Four masked gunmen from the Somali Islamist group went on a shooting rampage, hunting down students to kill and take hostage during a day-long siege at a university in Garissa, some 200km (120 miles) from the Somali border.
Kenya's Christians, who make up 83 percent of the population of 44 million, have been horrified by survivors' tales of how the militants sought out Christian students to kill while sparing some Muslims.
Militants on Saturday threatened to stage more attacks and turn Kenyan cities "red with blood". Police said they are providing extra security at shopping malls and public buildings in the capital Nairobi and in the eastern coastal region.
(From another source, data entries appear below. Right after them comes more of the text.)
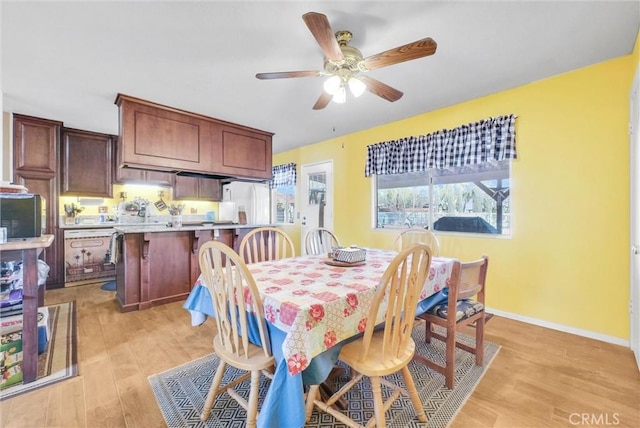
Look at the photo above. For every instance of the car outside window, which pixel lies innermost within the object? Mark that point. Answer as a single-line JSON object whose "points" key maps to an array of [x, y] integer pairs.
{"points": [[468, 199]]}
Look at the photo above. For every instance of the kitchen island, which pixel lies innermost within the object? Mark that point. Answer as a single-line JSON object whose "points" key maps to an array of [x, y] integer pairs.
{"points": [[158, 264]]}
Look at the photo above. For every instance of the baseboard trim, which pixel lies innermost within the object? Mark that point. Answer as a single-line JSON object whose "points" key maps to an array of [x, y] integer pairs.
{"points": [[579, 332]]}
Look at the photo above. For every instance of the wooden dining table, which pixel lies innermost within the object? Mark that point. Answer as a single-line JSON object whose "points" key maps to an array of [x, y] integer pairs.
{"points": [[311, 307]]}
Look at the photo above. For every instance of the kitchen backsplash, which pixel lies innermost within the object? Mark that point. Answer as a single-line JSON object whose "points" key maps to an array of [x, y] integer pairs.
{"points": [[92, 206]]}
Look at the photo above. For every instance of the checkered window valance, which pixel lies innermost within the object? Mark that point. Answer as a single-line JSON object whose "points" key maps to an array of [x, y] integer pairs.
{"points": [[283, 175], [471, 144]]}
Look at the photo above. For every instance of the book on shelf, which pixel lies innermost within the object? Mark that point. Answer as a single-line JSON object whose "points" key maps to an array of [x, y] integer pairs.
{"points": [[13, 324], [10, 297]]}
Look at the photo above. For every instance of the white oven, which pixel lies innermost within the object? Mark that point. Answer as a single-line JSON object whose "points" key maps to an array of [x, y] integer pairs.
{"points": [[87, 254]]}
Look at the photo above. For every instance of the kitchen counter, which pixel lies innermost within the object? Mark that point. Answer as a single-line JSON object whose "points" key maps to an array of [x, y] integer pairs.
{"points": [[162, 227], [158, 264]]}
Kenyan priests, who have been targeted by Islamists in the past, say they fear Christian churches may bear the brunt of possible fresh attacks on Easter Sunday.
"We are very concerned about the security of our churches and worshippers, especially this Easter period, and also because it is clear that these attackers are targeting Christians," Willybard Lagho, a Mombasa-based catholic priest and chairman of the Coast Interfaith Council of Clerics (CICC), told Reuters.
He said Christian churches in the Indian Ocean port city of Mombasa will be hiring armed policemen and private security guards for mass on Easter Sunday.
In Nairobi's Holy Family Basilica cathedral, nestled between the City Hall and Kenya's parliament, two uniformed police officers toting AK-47 rifles manned the entrance gate. One of the policemen said more plain clothes officers were inside.
At the same entrance, three private security guards frisked churchgoers with hand-held metal detectors, while a fourth guard used a mirror to check for explosives underneath cars.
"Everyone is anxious and you never know what will happen next, but we believe the biggest protector is God and we are praying," said Samuel Wanje, 27, a youth member at the church.
In Garissa, the scene of Thursday's massacre and where masked gunmen in 2012 killed more than a dozen people in simultaneous gun and grenade raids on two churches, six armed soldiers were shielding the town's main Christian church and about 100 worshippers ahead of Sunday mass.